Reviewing some of the scientific and medical literature:

  • Journal of Clinical Gastroenterology: 1989 Aug;11(4) 434-41, Chen TS et al. "Intestinal autointoxication: a medical leitmotif" "The idea that putrefaction of the stools causes disease originated with physicians in ancient Egypt. By the 1020's the medical doctrine fell into disrepute as scientific advances failed to give support. However the idea persists in the public mind"
  • European Journal of Clinical Gastroenterology: 1997; 24(4) 196-8. "Colonic irrigation and the theory of autointoxication: a triumph of ignorance over science" Autointoxication is an ancient theory based on the belief that intestinal waste products can poison the body and are a major contributor to many, if not all, diseases. In the 19th century it was the ruling doctrine of medicine and led 'colonic quackery' in various guises. By the turn of the century, it had received some apparent backing from science. When it became clear that the scientific rationale was wrong, and colonic irrigation was not merely useless, but potentially dangerous, it was exposed as quackery and subsequently went into decline. Today we are witnessing a resurgence of colonic irrigation based on little less than the old bogus claims. Even today's colonic experts can only provide theories in its support. It seems therefore that ignorance is celebrating a triumph over science"
  • American Journal Of  Gastroenterology; 2005; 100(1) 232-42 Mueller-Lissner, et al. "Myths and misconceptions about chronic constipation" "There is no evidence to support the theory that diseases may arise via 'autointoxication' whereby poisonous substances from stools within the colon are absorbed"

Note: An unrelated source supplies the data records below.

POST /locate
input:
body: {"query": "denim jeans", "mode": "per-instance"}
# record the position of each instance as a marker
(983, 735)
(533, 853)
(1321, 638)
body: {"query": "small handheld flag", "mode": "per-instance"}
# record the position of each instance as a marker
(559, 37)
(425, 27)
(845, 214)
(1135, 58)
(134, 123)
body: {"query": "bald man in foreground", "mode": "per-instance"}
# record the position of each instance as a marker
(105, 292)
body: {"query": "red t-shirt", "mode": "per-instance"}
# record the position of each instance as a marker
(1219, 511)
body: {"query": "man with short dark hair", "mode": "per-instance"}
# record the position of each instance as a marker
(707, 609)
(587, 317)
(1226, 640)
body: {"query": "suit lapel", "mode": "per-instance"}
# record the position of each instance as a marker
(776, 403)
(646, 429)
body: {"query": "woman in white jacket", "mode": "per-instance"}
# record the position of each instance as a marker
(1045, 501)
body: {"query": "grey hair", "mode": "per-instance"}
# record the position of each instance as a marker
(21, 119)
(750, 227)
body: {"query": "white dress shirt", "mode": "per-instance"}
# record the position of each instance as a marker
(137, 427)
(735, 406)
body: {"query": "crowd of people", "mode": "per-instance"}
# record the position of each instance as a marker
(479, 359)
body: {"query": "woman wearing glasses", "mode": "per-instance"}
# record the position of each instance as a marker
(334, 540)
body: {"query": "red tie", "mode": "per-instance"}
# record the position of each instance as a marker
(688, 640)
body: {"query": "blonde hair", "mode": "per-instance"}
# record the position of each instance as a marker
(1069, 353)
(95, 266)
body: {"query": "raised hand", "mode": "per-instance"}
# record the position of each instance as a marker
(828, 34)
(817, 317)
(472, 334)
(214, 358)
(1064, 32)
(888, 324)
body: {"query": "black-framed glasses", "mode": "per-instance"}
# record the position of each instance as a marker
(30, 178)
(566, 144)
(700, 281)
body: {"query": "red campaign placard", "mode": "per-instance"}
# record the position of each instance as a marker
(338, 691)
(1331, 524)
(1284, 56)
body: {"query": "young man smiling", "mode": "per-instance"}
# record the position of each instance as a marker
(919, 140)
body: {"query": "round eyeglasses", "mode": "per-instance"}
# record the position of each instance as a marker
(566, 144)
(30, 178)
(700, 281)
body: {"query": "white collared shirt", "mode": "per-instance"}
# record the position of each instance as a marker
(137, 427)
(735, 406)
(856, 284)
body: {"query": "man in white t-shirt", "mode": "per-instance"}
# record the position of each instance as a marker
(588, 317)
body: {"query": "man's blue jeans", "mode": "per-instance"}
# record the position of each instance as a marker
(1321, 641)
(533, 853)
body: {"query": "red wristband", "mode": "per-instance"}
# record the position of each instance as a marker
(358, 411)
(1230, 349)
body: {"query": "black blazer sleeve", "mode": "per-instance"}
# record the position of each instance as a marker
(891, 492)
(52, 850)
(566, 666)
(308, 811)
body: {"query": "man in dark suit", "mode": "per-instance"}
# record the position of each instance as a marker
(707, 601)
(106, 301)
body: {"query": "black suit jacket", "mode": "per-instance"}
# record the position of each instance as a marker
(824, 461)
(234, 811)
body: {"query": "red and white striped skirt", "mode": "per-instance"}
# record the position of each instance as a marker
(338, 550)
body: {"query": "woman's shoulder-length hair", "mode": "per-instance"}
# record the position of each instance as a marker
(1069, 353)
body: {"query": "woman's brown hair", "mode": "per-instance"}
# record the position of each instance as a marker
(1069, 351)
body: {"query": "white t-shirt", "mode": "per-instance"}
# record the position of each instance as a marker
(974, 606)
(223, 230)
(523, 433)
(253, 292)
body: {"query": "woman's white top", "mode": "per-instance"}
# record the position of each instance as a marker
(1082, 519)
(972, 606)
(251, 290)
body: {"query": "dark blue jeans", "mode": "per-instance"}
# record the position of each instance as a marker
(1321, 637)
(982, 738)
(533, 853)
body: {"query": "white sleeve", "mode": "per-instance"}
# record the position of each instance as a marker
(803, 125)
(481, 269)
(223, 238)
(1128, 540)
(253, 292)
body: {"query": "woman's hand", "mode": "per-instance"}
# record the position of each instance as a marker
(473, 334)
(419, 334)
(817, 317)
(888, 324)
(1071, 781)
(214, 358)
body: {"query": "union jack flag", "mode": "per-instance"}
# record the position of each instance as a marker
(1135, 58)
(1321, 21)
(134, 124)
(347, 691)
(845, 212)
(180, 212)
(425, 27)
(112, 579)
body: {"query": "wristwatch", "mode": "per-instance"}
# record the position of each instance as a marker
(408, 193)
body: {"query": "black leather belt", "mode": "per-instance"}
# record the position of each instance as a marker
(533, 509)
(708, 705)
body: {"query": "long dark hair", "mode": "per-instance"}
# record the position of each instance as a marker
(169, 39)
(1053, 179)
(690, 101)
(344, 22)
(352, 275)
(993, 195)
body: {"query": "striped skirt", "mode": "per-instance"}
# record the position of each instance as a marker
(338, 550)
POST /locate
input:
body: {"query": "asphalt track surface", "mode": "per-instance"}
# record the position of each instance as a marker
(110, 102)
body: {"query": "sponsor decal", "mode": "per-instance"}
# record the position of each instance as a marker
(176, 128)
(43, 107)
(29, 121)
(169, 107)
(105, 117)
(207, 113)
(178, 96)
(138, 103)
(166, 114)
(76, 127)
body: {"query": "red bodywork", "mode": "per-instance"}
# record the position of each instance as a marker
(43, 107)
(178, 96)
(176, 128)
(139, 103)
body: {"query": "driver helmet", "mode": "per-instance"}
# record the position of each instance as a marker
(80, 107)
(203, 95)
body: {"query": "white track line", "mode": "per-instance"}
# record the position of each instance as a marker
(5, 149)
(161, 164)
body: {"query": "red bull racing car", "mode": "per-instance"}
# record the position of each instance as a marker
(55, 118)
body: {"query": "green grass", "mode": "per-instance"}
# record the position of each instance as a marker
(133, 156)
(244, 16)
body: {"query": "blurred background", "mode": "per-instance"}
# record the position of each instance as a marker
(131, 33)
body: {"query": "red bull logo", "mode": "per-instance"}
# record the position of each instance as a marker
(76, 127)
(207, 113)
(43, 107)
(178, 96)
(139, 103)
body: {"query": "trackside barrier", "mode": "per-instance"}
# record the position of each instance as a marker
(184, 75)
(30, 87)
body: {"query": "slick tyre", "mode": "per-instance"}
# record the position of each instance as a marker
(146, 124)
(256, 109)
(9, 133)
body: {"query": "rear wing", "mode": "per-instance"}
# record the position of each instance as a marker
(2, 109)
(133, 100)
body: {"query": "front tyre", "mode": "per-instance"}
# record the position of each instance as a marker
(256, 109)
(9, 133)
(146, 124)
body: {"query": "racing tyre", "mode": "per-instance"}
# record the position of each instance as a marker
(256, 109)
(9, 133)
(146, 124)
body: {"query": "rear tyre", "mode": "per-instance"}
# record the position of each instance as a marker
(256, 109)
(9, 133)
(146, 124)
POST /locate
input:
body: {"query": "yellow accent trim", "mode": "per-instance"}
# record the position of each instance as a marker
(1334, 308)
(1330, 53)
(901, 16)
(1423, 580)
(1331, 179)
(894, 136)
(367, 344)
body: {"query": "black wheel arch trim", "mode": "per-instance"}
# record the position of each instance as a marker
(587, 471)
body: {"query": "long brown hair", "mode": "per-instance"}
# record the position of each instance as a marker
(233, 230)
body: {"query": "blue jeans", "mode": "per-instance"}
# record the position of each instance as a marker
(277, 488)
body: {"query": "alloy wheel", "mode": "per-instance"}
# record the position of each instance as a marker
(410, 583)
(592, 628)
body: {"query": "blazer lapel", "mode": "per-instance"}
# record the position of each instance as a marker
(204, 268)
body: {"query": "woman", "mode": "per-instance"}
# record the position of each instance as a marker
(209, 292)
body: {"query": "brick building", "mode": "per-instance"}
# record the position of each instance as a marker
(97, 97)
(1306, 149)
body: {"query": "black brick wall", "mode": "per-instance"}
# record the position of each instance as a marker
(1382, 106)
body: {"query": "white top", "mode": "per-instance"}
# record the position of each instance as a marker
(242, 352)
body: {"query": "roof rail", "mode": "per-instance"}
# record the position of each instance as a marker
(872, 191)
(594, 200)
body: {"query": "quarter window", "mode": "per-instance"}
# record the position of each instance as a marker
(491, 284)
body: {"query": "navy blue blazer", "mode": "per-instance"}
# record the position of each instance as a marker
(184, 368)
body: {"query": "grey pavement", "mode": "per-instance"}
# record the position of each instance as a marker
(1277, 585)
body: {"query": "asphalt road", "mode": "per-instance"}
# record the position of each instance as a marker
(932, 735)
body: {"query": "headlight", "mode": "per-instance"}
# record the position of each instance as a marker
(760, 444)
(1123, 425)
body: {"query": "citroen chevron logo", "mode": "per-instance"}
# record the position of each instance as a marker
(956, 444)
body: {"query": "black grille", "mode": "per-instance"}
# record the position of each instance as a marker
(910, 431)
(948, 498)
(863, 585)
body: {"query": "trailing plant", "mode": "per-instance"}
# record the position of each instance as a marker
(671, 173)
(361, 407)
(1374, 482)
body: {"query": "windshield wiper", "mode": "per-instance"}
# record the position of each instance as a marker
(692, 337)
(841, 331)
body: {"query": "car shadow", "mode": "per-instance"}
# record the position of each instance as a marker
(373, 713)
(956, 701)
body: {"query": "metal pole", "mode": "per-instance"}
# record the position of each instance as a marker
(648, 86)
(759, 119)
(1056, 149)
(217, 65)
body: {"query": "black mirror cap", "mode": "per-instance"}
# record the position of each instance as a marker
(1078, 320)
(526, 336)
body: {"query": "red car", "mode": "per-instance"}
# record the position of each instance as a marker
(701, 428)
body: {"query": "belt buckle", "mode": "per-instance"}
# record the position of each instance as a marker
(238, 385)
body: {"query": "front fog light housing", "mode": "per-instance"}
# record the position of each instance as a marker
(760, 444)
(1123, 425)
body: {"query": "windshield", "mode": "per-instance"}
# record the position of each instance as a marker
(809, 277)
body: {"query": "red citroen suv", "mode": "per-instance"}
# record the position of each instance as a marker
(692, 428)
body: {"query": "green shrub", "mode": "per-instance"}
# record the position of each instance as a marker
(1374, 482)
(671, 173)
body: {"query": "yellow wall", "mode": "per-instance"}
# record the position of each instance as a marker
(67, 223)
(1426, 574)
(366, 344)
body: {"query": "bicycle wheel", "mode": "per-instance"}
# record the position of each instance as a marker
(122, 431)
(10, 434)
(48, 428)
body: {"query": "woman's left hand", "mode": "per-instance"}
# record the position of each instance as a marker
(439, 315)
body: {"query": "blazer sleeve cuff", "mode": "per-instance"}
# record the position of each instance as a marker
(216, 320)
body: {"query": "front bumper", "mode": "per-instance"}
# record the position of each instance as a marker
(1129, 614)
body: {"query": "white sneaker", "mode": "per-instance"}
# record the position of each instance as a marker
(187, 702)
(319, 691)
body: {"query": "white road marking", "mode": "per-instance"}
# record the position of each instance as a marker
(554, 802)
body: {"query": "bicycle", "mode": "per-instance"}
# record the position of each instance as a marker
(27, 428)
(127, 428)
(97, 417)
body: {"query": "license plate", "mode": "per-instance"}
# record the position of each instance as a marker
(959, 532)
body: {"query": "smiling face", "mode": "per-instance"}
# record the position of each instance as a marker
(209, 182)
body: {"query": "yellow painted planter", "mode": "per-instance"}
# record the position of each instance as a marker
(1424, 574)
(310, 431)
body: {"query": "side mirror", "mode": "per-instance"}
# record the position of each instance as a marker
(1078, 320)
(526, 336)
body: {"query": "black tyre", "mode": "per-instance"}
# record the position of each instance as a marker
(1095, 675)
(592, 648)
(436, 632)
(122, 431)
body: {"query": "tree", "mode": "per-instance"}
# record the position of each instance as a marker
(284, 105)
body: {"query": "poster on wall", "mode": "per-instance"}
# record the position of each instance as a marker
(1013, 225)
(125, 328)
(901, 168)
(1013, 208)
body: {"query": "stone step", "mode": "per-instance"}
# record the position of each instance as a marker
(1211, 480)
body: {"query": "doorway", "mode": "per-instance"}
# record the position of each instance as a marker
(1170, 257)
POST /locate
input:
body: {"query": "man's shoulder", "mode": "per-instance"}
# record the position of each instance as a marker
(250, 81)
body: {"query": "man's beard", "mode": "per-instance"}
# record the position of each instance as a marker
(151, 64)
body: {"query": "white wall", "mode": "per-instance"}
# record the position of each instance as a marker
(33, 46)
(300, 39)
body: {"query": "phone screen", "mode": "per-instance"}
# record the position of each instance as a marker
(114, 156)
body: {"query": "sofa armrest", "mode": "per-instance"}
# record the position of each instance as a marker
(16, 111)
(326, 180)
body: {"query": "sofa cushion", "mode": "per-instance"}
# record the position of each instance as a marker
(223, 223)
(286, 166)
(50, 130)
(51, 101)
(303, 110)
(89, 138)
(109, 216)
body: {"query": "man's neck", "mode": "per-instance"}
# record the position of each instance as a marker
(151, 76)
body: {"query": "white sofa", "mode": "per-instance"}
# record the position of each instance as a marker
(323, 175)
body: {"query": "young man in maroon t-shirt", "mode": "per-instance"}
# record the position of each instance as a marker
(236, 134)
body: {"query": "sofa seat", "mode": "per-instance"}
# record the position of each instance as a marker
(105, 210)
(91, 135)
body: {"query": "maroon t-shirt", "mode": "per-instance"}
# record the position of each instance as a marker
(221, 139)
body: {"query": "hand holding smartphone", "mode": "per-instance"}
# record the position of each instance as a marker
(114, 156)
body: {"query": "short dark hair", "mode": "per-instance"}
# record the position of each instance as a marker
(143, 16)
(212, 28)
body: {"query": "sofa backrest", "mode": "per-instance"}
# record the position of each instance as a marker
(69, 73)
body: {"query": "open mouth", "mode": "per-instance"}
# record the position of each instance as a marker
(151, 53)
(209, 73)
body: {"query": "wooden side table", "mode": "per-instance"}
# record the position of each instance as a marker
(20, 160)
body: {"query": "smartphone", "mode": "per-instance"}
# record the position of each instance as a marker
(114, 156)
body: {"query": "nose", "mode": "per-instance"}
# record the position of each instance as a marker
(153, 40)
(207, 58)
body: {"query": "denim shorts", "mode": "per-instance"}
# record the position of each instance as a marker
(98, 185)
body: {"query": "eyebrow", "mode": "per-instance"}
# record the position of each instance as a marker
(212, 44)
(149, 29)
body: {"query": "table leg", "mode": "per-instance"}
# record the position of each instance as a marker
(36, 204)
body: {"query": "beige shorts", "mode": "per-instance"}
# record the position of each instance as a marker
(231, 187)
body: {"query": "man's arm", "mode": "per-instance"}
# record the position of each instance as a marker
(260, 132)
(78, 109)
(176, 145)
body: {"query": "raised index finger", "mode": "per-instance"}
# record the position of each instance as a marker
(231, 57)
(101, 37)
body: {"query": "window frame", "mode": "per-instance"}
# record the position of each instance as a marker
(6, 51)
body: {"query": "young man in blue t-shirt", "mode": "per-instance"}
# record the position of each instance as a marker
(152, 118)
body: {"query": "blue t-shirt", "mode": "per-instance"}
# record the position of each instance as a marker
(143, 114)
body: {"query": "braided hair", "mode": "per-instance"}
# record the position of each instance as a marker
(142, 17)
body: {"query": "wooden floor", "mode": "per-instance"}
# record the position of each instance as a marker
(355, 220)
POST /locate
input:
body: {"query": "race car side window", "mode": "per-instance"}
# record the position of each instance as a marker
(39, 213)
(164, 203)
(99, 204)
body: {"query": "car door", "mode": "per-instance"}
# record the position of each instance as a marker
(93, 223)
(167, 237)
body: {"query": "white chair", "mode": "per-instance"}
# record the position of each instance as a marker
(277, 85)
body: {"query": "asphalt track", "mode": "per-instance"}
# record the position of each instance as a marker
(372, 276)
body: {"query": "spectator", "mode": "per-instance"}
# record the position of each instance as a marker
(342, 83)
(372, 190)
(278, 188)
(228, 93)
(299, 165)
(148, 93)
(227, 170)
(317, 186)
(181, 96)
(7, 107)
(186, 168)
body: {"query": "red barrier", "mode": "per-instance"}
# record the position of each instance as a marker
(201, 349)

Most of the colon cleanse products contain psyllium and some herbs and clay. The costs are usually high for what are claimed to be 'special' ingredients. Psyllium can be purchased very cheaply from many health food stores from the bulk bins - and is just as good. Anything with a lot of fibre works well.

This information in Wikipedia says it all about the colon cleanse scam.

If you eat a diet with a variety of high-fiber foods, you won't need psyllium or worry about a colon cleanse scam!